Incident Report for Pusher

Postmortem

On June 7th, from 14:18 to 14:26 UTC, users of our largest Channels cluster, MT1, experienced a major outage with the publish API.

We are currently investigating a resolution for the root cause of this issue. As this was a significant incident, it is important that we are as accurate as possible when reporting to you and for now we are assessing the total impact of the underlying issues of this incident.

Below, we give a short summary of the specific incident that occurred between 14:18 to 14:26 on June 7th. We will follow up with more details of the underlying issue and wider impact as soon as possible.

The incident on the 7th

All times are in UTC

At 13:49 1 shard out of 6 became unavailable and delivery of messages started getting delayed.

Between 13:54 and 13:57 publish requests targeting this shard were failing. This amounted to up to 0.13% of the total publish requests.

At 14:10 an engineer was paged. The engineer identified the problematic shard. The root cause was identified as a Redis instance with high memory usage.

At 14:16 an engineer triggered a failover of the problematic Redis instance. This process was expected to complete within seconds, but because of a high data volume the replication took minutes.

Between 14:16 and 14:26 the API servers responsible for publishing were unable to connect to the failing Redis shard. This triggered a health check to fail and the kubernetes scheduler to restart the pods. However, the pods could not start while the shard was unavailable. This caused publishing to be completely unavailable.

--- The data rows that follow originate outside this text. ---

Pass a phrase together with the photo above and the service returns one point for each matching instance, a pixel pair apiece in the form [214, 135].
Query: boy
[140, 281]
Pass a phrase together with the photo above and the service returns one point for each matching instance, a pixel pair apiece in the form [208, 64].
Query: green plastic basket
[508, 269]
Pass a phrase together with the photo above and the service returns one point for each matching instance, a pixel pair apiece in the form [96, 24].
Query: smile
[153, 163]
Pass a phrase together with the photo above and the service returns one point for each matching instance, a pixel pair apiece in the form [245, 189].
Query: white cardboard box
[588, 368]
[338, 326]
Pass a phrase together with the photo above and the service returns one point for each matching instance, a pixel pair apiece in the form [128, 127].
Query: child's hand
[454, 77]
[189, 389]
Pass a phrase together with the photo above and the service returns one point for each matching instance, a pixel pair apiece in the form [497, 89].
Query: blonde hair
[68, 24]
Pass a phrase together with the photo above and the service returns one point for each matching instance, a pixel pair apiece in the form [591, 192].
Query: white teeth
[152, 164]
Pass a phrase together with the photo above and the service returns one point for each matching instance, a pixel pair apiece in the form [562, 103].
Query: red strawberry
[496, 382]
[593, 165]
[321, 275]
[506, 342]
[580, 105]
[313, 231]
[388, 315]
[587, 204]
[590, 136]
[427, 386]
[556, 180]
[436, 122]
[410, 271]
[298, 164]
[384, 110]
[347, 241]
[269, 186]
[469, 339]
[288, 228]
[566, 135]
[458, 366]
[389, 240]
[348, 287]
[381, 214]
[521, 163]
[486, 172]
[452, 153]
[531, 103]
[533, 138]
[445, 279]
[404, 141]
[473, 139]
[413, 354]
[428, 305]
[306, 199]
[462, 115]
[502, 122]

At 14:26 the Redis failover procedure completed and the incident was resolved.

What went wrong?

2 independent issues caused this issue to escalate:

Some extremely high data volumes on a single shard caused the Redis instance to fail, but also replication and recovery to be slow.
The failure in one shard caused a health check to fail which caused all shards to become unavailable.

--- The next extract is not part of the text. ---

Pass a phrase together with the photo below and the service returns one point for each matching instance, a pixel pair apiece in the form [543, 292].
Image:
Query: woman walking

The former issue is part of a wider problem which we have identified and are working to resolve. We are still assessing the total impact of this issue, but we are aware that it was caused by a specific pattern of inappropriate usage that we had not anticipated and failed to safeguard against. We will follow up with further details once we have finished our investigation and put full mitigations in place.

The latter issue caused publishing to become completely unavailable where it was initially limited to 1/6th of channels on the mt1 cluster. We are currently working on a fix for this, which will allow the service to continue in the event of a partial failure.

Posted Jun 10, 2022 - 15:23 UTC

Resolved

This incident has been resolved. We will publish more details soon.

Posted Jun 07, 2022 - 14:39 UTC

Investigating

We are currently investigating this issue.

Posted Jun 07, 2022 - 14:25 UTC

This incident affected: Channels REST API.